Le grand livre silencieux du Darfour : Documenter les atrocités dans l'ombre de l'impunité

Au Soudan, des observateurs clandestins risquent leur vie pour documenter la campagne de violence ethnique des Forces de soutien rapide, recueillant des preuves pour un système de justice internationale qui arrive souvent trop tard.

The Silent Ledger of Darfur: Documenting Atrocities in the Shadow of Impunity

Alors que les Forces de soutien rapide paramilitaires exercent un contrôle absolu sur de vastes étendues de l'ouest du Soudan, un réseau clandestin d'observateurs catalogue discrètement les méthodes brutales du groupe. Opérant sous les auspices de la Commission nationale des droits de l'homme, ces équipes de terrain préservent les preuves de ce que les observateurs internationaux décrivent de plus en plus comme une campagne systématique de nettoyage ethnique. Armés de peu plus que de petits téléphones portables et d'outils de communication cryptés, ils naviguent dans une région transformée en un vaste théâtre d'exécutions massives, de violences sexuelles et de détentions arbitraires depuis l'éclatement du conflit avec les Forces armées soudanaises en avril 2023.

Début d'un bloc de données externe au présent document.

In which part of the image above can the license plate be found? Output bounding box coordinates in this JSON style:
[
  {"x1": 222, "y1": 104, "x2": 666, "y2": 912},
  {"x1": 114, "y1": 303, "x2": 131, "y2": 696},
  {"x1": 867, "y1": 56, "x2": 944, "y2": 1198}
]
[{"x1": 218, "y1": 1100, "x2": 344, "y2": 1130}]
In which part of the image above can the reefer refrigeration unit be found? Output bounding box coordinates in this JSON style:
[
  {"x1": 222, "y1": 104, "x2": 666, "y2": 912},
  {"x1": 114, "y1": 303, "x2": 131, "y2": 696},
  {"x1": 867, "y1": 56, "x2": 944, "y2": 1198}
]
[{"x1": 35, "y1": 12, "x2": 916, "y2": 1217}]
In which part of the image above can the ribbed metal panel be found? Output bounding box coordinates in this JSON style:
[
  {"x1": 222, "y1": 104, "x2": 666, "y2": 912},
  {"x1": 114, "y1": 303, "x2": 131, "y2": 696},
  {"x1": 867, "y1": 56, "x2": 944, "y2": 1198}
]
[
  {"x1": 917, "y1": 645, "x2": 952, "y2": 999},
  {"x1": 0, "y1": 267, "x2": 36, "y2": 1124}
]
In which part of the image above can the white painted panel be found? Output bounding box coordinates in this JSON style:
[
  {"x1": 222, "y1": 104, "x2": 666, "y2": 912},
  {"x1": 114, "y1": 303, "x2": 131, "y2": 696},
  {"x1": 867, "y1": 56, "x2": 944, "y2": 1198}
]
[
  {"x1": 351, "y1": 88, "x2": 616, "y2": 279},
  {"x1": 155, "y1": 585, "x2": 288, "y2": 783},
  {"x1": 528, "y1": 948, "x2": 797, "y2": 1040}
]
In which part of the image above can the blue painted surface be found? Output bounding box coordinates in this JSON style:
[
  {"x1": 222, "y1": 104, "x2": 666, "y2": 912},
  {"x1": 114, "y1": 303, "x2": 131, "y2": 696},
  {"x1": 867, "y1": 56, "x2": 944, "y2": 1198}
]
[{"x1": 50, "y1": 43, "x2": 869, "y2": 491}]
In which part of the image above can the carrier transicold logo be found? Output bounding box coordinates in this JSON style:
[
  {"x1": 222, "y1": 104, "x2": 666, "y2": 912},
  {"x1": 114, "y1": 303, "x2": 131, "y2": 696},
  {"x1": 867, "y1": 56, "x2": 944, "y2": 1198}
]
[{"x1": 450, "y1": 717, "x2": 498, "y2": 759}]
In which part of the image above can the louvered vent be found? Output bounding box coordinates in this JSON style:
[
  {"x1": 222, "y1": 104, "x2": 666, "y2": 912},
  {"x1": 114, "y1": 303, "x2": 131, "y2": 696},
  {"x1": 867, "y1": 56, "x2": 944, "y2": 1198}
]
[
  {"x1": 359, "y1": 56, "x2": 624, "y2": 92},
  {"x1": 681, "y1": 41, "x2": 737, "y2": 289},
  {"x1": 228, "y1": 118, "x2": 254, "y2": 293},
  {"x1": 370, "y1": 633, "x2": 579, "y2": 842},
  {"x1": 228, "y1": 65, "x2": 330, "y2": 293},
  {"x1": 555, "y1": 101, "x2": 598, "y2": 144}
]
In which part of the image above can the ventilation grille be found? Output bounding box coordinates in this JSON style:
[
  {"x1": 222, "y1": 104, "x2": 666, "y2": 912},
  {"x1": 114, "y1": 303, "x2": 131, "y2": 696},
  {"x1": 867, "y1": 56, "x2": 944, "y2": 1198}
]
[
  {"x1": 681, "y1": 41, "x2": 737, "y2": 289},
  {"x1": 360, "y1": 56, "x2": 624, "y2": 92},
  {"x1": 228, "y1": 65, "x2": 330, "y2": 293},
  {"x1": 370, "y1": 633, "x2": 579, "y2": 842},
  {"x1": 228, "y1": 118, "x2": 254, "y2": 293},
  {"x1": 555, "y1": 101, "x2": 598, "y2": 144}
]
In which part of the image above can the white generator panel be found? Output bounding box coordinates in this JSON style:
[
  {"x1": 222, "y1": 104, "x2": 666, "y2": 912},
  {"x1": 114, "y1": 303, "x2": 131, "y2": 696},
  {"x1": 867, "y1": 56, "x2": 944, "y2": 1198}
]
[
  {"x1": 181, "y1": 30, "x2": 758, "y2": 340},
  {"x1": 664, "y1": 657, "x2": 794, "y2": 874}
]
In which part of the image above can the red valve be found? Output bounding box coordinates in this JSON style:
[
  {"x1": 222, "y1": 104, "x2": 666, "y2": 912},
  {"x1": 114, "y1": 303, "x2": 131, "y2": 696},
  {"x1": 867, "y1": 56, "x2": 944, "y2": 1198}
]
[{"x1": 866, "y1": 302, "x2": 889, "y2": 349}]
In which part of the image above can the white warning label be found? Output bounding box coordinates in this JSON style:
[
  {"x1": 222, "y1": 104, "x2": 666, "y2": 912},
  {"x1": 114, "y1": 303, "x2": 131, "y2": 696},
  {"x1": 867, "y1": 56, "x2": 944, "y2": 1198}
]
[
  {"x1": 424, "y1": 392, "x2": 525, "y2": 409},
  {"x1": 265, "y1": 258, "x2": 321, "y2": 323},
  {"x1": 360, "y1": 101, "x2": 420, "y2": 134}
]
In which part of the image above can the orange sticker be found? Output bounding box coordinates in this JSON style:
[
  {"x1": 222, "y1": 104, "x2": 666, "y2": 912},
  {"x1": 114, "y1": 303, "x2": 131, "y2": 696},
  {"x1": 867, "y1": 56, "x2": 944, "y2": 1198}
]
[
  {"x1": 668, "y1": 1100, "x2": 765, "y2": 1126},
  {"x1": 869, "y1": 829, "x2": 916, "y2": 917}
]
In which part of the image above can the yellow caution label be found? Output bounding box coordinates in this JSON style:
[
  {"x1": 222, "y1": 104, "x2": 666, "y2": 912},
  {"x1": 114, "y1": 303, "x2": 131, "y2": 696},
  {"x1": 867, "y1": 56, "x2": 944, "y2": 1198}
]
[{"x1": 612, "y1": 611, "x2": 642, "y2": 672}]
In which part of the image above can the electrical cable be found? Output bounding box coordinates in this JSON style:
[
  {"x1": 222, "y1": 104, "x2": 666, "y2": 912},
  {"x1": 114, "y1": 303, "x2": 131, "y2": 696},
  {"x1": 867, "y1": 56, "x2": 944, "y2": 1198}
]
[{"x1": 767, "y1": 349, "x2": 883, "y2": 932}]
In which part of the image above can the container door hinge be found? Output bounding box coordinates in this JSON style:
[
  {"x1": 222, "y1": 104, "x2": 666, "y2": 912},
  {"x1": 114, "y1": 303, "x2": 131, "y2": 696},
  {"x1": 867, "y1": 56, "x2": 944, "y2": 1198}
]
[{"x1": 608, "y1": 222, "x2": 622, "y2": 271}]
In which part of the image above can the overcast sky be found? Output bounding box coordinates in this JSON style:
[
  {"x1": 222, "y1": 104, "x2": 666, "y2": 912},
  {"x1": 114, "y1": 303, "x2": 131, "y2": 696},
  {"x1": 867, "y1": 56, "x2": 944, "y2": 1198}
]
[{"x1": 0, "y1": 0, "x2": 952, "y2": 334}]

L'ampleur même de la violence documentée tourne en dérision le concept même du droit international humanitaire. Rahmatullah Mohammedin Abakar, qui dirige la division Darfour de la commission, confirme que ses équipes ont identifié des fosses communes à el-Geneina et el-Fasher, des villes tombées aux mains des forces paramilitaires respectivement en 2023 et 2025. Les statistiques sur les violences sexuelles sont tout aussi sombres. Les observateurs ont enregistré près de 4 000 cas à travers le Darfour, un cinquième des victimes étant des filles de moins de dix-huit ans. Ces preuves de terrain reflètent étroitement les conclusions d'une enquête des Nations Unies de juin 2026, qui a mis en évidence un niveau de brutalité rarement observé même dans la guerre asymétrique moderne.

Au-delà des massacres, les Forces de soutien rapide ont établi un vaste archipel informel de centres de détention. À Nyala, capitale du Darfour du Sud, environ 10 000 civils sont actuellement détenus à la prison de Daqris. De manière frappante, 9 000 de ces détenus sont des femmes. La situation à el-Fasher est tout aussi sombre, avec 1 480 civils — dont 446 enfants — dispersés dans diverses installations de détention. Pendant le siège prolongé d'el-Fasher, les forces paramilitaires ont délibérément restreint l'aide humanitaire, provoquant une famine si grave que les habitants désespérés ont été contraints de consommer de la nourriture pour animaux. Amnesty International et les missions d'établissement des faits des Nations Unies ont corroboré ces tactiques de manière indépendante, les classant comme crimes contre l'humanité et génocide.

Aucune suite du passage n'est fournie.